The result has been the Applied Young Economists Webinar (AYEW) series, produced by Monash SoDa Labs and the Warwick University Economics Department in the UK, which has now become a highly respected international webinar and recently hosted its 100th event.
Initially, Dr Amarisinghe sought feedback with economics departments from Australia’s G8 universities, and “I got an overwhelming response - everyone said ‘Let’s do this’.”
She then joined forces with PhD candidate Ivan Yotzov of the Warwick University Economics Department, a strategic partner of Monash Business School, so the webinar could showcase more young scholars and reach a greater audience across multiple time zones.
Praised by Prof Raschky as “among the first movers in a global market of global webinar series”, the pair have now held the weekly event through multiple lockdowns and other pandemic upheavals on their respective sides of the world.
Logistics of an international webinar
The AYEW was officially launched on 22 April 2020, and set up to comprise events in both European/US East Coast and Australasia/US West Coast time zones.
Nineteen months on, there are now 1500 people on the AYEW mailing list, and up to 70 attendees at weekly webinars.
Mr Yotzov said webinars start with a PhD candidate presenting their paper, followed by a discussion period “where we try our best to stimulate discussions and leave enough time in every webinar for the speaker to receive feedback on their work”.
“Our audience is mainly early career researchers and PhD students, but senior academics also regularly join, and they have the experience to give commentary that can really then change the direction of research,” Dr Amarisinghe added.

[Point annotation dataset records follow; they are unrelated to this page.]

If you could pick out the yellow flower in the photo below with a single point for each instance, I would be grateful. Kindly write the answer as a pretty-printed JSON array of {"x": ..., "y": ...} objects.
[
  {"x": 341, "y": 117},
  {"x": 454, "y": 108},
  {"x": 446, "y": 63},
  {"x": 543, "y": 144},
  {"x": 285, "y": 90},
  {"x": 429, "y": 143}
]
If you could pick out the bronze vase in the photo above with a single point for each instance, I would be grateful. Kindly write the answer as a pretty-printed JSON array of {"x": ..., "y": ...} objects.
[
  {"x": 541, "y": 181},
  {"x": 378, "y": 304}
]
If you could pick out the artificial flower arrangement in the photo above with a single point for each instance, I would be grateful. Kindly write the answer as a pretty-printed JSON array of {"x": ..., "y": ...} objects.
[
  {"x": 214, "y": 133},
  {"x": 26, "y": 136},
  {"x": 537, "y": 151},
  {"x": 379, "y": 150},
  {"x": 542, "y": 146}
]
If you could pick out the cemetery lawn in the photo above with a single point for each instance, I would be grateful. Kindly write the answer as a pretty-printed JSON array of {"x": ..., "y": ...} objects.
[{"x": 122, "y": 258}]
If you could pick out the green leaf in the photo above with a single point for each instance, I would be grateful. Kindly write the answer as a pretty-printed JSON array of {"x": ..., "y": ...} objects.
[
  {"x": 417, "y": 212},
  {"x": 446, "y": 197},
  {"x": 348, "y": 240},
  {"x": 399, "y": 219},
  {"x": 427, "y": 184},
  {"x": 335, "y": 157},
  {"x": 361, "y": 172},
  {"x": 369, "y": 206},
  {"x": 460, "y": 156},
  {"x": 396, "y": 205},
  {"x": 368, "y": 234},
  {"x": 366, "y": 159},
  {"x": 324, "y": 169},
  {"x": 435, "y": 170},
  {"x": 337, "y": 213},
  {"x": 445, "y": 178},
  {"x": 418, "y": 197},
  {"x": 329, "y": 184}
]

“As a presenter you are getting really good commentary on your work, and being exposed to new ideas from all over the world, which (potentially) enhances your paper in the long run,” she said.
Two series run every year, from February to June and August to November.
Twice-yearly calls for papers are issued, with a rigorous selection process. The last round received 50 submissions for just 18 presenting slots.
“(Presenters) get a chance to reach a worldwide audience in one virtual space, and we get attendees from universities all over the world,” Dr Amarasinghe said.
A wide range of institutions including Australia’s G8, Columbia, Northwestern, Chicago and Pittsburgh universities, the Paris, London and Barcelona schools of economics and King’s College are habitually represented in both presenters and attendees, she said.
A springboard to job placements
Dr Amarasinghe said she estimated most of their 2020 presenters had found jobs.
“It is fantastic to see people who have presented in the series go on to find great jobs and publish their papers in top journals. I sincerely hope this trend continues,” Mr Yotzov added.
They have also organised several extra initiatives for job market candidates, such as a Job Market Roundtable in December 2020, chaired by three senior academics who issued advice and guidance.
Patrick Healy, a first-year PhD student now on the AYEW team as a much-needed administration assistant, said the AYEW was an inspiration to students of all levels.
“The talented young economists who present in the webinar provide perfect role models for the level of research that myself and other PhD students should aim for,” he said.
A recent presenter, Silvia Griselda (University of Melbourne) described her AYEW presentation as a great experience.
“I received invaluable suggestions that improved my research and paper considerably,” she said.
Economics Professor Sascha Becker said the AYEW had done much to compensate early-career researchers for the setbacks they suffered during the pandemic.
“AYEW is a fantastic invention, a truly global webinar. Ashani and Ivan have done an amazing service to the community of young scholars,” Prof Becker said.
“100 speakers means 100 presentations with a worldwide audience, showcasing Monash and Warwick as global partners.”
“Literally thousands of scholars, young and more mature, have come to know Monash as an innovative university and a great community of scholars.”